Oauth 2.0
- not used for authentication
- not really a authorisation protocol
- it is a delegated authority
Let's say that you as a user of two applications want to share data between two applications (App-2 to App-1) and your data is protected behind login creds. In this case you need to share the creds of App-2 into App-1.
If you share creds then it has a drawback that App-1 has access to all your data and creds are not secure anymore. You can’t decide what data should be shared and what should not.
Oauth is designed to solve the above drawback. When we use oauth 2.0 and you want to login to App-1 then it redirects you to App-2 for login and proves its identity(integration). Now user is logging into App-2 and App-1 never sees the password. During login, the user can review the access level App-1 is requesting before approving the integration. Once user approves then a token stamped with access level is used by App-1 to retrieve data from App-2.
Benefits of using Oauth 2.0 over sharing creds:
- Users can verify and change the level of access granted to Another application
- Users can change the password without revoking access.
- Users can revoke access anytime.
- RO: Who owns the data
- Client: To whom, the user delegate the authority
- AS: Generates the authorisation token
- RS: Where user data resides
Authorization & Resource Server can be hosted on the same server or a different server.
How outlook client get data from the Office365 server
Here AS & RS both are hosted on Office365 server.
When outlook client tries to get emails from RS for the very first time, the request does not contain any token. RS redirect user to AS. AS display the authentication screen where user enters the creds. Once authenticated, AS provides Access Token & Refresh Token to client. Client again sends the request to RS for emails with an Access token and gets emails.

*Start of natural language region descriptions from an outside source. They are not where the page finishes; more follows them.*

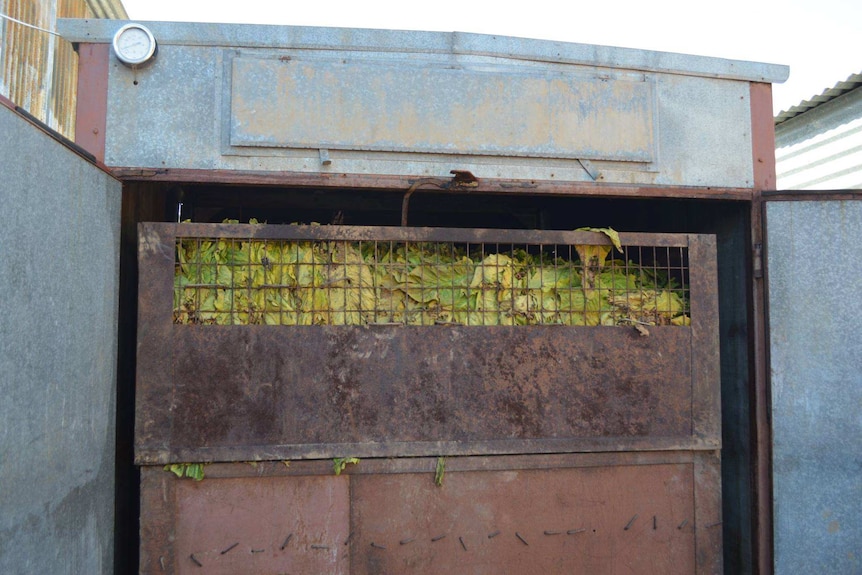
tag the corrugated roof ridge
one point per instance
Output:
(852, 82)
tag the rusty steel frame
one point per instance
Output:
(567, 513)
(235, 393)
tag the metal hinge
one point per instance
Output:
(758, 261)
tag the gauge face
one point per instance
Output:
(134, 44)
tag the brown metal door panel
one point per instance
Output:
(590, 520)
(549, 514)
(244, 525)
(298, 390)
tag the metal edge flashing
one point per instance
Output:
(461, 43)
(55, 135)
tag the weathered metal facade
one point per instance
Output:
(331, 119)
(388, 103)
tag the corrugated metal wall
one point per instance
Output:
(822, 148)
(38, 70)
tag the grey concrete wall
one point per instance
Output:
(59, 250)
(815, 306)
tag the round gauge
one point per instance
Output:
(134, 44)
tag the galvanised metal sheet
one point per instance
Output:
(351, 104)
(242, 392)
(655, 512)
(814, 271)
(176, 113)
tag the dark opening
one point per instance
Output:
(729, 221)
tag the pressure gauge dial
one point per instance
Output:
(134, 45)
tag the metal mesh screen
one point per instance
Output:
(230, 281)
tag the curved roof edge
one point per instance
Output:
(852, 82)
(363, 39)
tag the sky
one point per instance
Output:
(821, 40)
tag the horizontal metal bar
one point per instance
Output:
(418, 234)
(149, 456)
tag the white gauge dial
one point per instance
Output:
(134, 44)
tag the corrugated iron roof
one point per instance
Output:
(851, 83)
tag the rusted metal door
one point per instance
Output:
(585, 444)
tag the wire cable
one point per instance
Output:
(11, 19)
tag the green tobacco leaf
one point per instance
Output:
(339, 463)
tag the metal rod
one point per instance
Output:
(422, 182)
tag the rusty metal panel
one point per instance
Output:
(350, 104)
(582, 513)
(260, 525)
(242, 392)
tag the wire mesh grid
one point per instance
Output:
(229, 281)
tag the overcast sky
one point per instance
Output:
(821, 40)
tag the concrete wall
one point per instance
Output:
(59, 249)
(815, 306)
(342, 101)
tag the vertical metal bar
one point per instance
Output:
(764, 178)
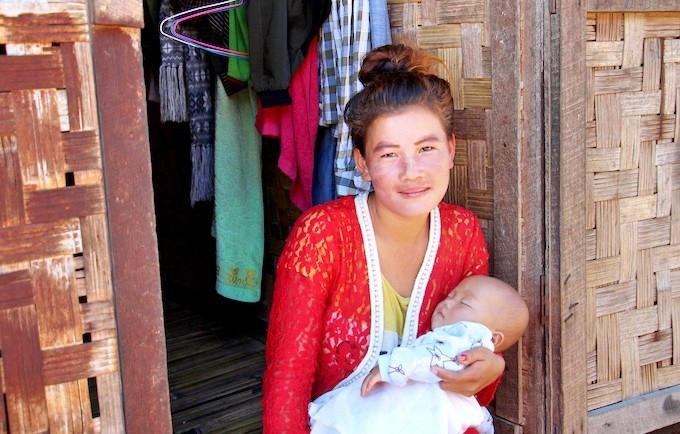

It means the user has delegated authority to outlook client to sync emails.
Token Expiry Time
TTL (Time to live) or expiry time for Access & Refresh token depends upon the configuration of a server. Generally, Access token TTL is 1 hour and Refresh Token TTL is 14–90 days. If user has not used the application for up to 14 days then refresh token will expire. If user uses the application every day then refresh token will be valid for 90 days.
Server to Server
In this example, We have App1(client) and App2(AS & RS both). Before App1 can do any valid communication with App2, Admin of both apps should talk to each other.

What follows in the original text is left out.